It would be better to have the lookup be exact. Maybe a new hash and a new call?

> Is there any particular reason for the normalize() method in the static initializer?

> Seems redundant to me... (apart from the lowercase).

This could be optimized to call toLower directly.

The principle is that the index and the search should be normalized in exactly the same way. If we chose, we could change normalize to upper odd chars and lower even. The code would continue to work.

But if we change it then comments should be here and in normalize to note that a change to the one may require a change to the other.

> I suggest we optimize that, saving another hosts of pattern matches. (only a handful), but on Android it will save a number of method calls which tend to be more expensive than expected. Is there a strong reason to have the lowercase? or would it be possible to define them lowercase to start with?

These values are used to construct osisIDs and the Mixed case is defined by the standard.

> Presumably our osis parser would want to ignore case...

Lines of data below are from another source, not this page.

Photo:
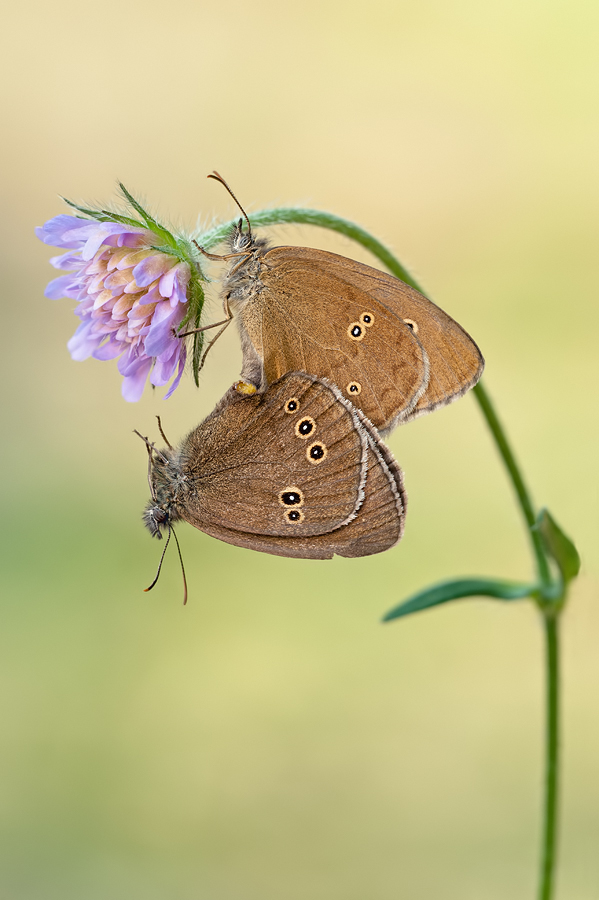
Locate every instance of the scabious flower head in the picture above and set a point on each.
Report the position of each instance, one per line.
(136, 286)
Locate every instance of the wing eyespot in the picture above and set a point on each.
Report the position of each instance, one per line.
(316, 453)
(355, 331)
(305, 427)
(291, 496)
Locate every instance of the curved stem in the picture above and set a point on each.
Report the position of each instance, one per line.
(289, 215)
(549, 841)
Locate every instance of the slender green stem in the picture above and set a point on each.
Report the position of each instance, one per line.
(549, 845)
(524, 500)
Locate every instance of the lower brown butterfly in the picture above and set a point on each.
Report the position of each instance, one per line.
(389, 350)
(294, 471)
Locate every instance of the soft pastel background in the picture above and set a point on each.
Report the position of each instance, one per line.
(273, 740)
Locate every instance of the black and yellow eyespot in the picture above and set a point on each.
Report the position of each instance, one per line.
(245, 388)
(355, 331)
(316, 453)
(305, 427)
(291, 496)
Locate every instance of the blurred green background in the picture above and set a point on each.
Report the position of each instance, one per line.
(272, 739)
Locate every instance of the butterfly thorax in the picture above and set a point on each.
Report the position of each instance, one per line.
(169, 488)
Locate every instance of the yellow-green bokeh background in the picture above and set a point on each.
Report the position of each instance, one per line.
(273, 740)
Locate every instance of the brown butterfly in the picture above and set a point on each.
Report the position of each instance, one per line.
(293, 471)
(389, 350)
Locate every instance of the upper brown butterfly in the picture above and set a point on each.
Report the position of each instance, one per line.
(389, 350)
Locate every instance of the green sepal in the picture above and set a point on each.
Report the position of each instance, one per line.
(150, 222)
(558, 545)
(459, 588)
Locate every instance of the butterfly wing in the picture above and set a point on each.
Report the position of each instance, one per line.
(306, 318)
(290, 461)
(378, 525)
(454, 361)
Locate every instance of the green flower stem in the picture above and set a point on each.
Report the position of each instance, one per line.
(297, 216)
(518, 482)
(549, 845)
(549, 588)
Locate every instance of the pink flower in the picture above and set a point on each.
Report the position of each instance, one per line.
(131, 297)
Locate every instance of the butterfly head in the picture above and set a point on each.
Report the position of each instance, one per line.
(167, 485)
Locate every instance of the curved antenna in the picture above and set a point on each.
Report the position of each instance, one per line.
(164, 437)
(161, 560)
(182, 566)
(220, 178)
(171, 530)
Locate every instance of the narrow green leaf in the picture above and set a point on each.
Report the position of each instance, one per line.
(558, 545)
(104, 215)
(461, 587)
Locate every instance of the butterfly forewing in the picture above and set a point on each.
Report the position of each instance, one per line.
(290, 462)
(306, 318)
(455, 362)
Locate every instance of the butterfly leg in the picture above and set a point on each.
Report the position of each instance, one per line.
(225, 323)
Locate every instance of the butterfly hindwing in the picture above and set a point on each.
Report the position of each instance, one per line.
(305, 318)
(288, 462)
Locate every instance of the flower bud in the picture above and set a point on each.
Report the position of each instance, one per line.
(136, 286)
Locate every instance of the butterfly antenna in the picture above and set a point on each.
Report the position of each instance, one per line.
(220, 178)
(164, 437)
(149, 448)
(170, 531)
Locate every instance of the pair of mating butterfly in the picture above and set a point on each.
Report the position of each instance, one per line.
(291, 461)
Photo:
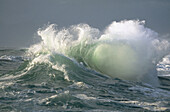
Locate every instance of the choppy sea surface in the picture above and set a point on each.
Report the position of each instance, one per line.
(62, 75)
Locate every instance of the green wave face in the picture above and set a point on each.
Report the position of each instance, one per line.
(115, 60)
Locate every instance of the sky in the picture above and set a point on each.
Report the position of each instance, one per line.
(20, 19)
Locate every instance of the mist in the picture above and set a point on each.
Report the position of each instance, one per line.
(20, 20)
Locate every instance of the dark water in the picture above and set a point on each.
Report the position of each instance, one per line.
(28, 85)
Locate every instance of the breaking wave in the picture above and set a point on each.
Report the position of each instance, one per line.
(126, 49)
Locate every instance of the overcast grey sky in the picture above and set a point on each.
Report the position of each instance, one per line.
(20, 19)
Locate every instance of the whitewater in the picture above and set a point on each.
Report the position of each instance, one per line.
(124, 67)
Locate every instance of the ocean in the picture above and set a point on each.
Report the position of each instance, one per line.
(124, 68)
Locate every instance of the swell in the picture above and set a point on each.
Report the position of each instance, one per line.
(125, 50)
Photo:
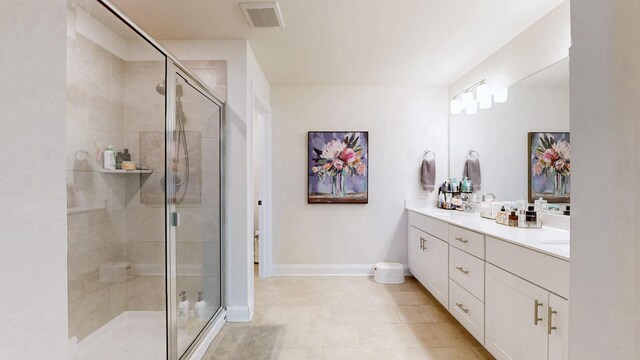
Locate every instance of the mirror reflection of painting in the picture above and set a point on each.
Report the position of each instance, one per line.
(338, 167)
(549, 166)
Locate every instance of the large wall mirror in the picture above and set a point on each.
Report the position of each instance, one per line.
(499, 137)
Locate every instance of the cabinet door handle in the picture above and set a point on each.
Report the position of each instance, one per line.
(461, 306)
(536, 305)
(423, 243)
(550, 327)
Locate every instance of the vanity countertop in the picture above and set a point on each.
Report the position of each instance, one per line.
(548, 240)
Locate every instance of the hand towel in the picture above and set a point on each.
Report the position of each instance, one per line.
(472, 171)
(428, 174)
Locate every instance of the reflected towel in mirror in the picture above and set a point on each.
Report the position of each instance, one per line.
(428, 174)
(472, 171)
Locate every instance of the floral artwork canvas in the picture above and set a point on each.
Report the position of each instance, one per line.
(338, 167)
(549, 166)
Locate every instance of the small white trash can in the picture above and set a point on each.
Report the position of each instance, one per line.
(388, 273)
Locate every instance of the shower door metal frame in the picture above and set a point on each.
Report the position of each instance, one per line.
(173, 66)
(173, 72)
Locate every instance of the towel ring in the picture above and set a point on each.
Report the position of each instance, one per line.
(429, 152)
(470, 154)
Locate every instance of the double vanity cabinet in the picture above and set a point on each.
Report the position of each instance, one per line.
(508, 287)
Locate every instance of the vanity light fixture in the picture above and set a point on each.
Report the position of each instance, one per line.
(479, 95)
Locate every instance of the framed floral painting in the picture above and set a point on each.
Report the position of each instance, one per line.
(338, 167)
(549, 166)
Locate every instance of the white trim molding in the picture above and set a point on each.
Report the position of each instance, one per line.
(327, 269)
(207, 338)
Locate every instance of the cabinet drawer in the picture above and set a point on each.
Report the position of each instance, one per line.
(541, 269)
(467, 271)
(429, 225)
(468, 310)
(469, 241)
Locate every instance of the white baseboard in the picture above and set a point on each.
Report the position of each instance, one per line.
(238, 313)
(202, 348)
(326, 270)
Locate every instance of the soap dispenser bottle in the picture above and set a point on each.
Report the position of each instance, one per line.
(183, 310)
(109, 158)
(200, 308)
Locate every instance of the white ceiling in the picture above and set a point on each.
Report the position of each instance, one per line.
(353, 42)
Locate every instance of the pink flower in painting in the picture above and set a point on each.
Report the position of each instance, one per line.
(537, 168)
(362, 169)
(550, 156)
(348, 155)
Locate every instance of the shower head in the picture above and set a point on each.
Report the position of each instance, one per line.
(160, 88)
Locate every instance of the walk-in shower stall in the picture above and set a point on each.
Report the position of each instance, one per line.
(145, 253)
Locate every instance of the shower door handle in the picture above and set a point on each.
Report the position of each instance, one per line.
(175, 219)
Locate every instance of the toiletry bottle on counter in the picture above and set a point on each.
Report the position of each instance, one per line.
(532, 218)
(513, 219)
(502, 217)
(109, 158)
(119, 159)
(183, 310)
(200, 308)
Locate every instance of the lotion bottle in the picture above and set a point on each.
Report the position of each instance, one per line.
(109, 158)
(200, 308)
(183, 310)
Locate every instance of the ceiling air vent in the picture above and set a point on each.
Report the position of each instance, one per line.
(262, 14)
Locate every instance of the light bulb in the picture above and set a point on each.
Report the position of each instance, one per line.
(456, 106)
(467, 100)
(501, 95)
(483, 93)
(472, 109)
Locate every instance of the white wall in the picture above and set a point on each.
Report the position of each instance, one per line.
(33, 246)
(244, 75)
(605, 252)
(402, 122)
(544, 43)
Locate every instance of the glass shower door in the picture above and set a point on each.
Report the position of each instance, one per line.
(194, 163)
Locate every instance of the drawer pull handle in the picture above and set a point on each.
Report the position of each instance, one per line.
(550, 327)
(536, 305)
(423, 243)
(461, 240)
(466, 311)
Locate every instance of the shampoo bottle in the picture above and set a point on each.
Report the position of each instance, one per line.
(200, 308)
(109, 158)
(183, 310)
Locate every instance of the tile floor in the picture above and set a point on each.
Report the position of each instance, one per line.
(336, 318)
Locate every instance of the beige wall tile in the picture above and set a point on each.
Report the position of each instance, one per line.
(106, 116)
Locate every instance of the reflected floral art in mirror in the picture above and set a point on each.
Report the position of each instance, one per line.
(549, 166)
(338, 167)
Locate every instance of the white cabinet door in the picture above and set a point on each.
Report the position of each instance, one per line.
(558, 327)
(417, 256)
(437, 271)
(515, 328)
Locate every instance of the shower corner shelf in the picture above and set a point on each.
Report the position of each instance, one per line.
(105, 171)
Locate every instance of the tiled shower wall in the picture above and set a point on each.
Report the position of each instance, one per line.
(114, 102)
(96, 224)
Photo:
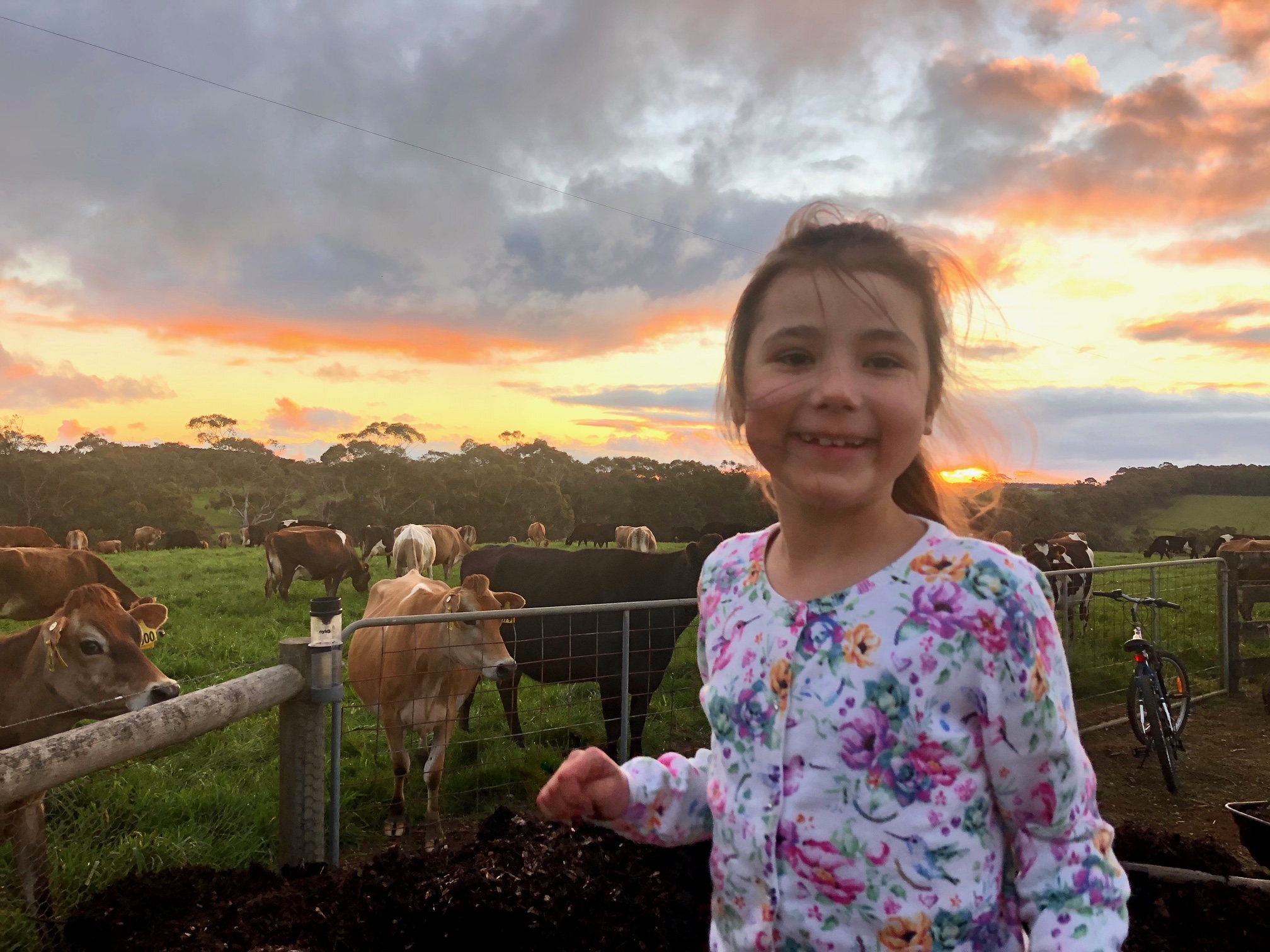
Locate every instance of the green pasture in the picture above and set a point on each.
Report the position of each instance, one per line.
(214, 802)
(1249, 514)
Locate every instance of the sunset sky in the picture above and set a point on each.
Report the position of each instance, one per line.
(169, 248)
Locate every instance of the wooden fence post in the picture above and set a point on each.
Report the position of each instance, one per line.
(301, 766)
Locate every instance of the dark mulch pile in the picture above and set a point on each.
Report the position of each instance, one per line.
(1136, 843)
(531, 885)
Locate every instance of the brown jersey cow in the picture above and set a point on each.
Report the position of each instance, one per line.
(311, 553)
(35, 582)
(84, 662)
(26, 537)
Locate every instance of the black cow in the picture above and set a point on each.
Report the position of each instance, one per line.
(183, 538)
(376, 535)
(1166, 546)
(563, 649)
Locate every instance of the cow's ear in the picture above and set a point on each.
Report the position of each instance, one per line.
(151, 616)
(508, 599)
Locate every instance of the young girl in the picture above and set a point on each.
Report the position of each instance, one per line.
(895, 761)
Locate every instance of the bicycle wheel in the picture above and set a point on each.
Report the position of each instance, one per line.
(1156, 738)
(1176, 681)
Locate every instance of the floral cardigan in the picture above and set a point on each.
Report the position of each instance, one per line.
(893, 767)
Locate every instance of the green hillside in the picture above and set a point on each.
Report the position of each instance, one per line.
(1250, 514)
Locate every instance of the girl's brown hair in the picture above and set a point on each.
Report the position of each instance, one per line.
(821, 238)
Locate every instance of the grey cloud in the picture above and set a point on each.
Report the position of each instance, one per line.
(30, 383)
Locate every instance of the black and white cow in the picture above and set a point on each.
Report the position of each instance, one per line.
(1166, 546)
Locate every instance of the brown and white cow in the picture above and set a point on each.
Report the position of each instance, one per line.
(26, 537)
(451, 546)
(642, 540)
(311, 553)
(83, 662)
(146, 537)
(35, 582)
(1254, 572)
(417, 676)
(415, 547)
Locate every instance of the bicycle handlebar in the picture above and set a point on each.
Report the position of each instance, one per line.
(1118, 596)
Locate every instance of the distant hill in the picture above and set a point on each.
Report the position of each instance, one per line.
(1250, 514)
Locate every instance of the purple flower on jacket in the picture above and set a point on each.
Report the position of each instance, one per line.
(820, 864)
(865, 738)
(939, 608)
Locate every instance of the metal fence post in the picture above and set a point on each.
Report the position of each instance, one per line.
(301, 766)
(1155, 612)
(624, 743)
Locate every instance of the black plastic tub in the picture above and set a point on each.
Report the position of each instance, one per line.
(1252, 818)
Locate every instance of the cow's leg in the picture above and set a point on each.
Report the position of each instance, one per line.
(31, 856)
(395, 734)
(432, 773)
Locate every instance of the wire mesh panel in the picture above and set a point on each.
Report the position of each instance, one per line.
(1100, 667)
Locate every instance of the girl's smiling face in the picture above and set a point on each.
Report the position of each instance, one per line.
(836, 383)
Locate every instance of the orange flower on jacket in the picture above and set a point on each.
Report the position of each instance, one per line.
(907, 933)
(780, 679)
(941, 569)
(859, 644)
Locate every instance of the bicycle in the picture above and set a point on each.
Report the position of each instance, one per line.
(1158, 697)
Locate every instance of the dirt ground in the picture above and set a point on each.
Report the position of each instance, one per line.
(1227, 759)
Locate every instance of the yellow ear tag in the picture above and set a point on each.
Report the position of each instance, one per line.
(52, 650)
(149, 637)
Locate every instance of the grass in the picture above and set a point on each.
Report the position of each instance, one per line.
(1250, 514)
(214, 802)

The osis parser should probably not want to ignore case. The specification is mixed case. Skipping toLower would be a bit faster.

> 
> Chris
> 
> 
> 
> On 18 January 2014 22:19, DM Smith <dmsmith at crosswire.org> wrote:
> See embedded.
> On Jan 18, 2014, at 4:05 PM, Chris Burrell <chris at burrell.me.uk> wrote:
> 
>> I think to encourage the use of the Passages directly we need to make those constructors public. That's the main reason I have stayed away from using it.
> 
> I see that TallyPassage is fully public and the rest are not. This must have been so that Lucene ranked searches could use them.
> 
> Maybe, we should modify PassageKeyFactory to take an optional PassageType?
> 
>> 
>> Obviously a fast way to construct the versification mappings would be to turn them into verse numbers. But that means losing readability.
> 
> I think readability is critical to maintenance. You'll note that the v11n tables are readable.
> 
>> The obvious thought here is to generate an intermediary file as part of the build from what we have already code (custom maven plugin/ant task). But that seems rather hacky, but would line up with the way the versifications are defined in code.
>> 
>> So basically what we want is:
>> * an easy way of reading in a verse range/passage from text form into Verse/VerseRanges
> 
> The are a couple of things here that we could benefit from:
> 1) An osisID parser and an osisRef parser. An osisRef is merely two osisIDs separated by a dash.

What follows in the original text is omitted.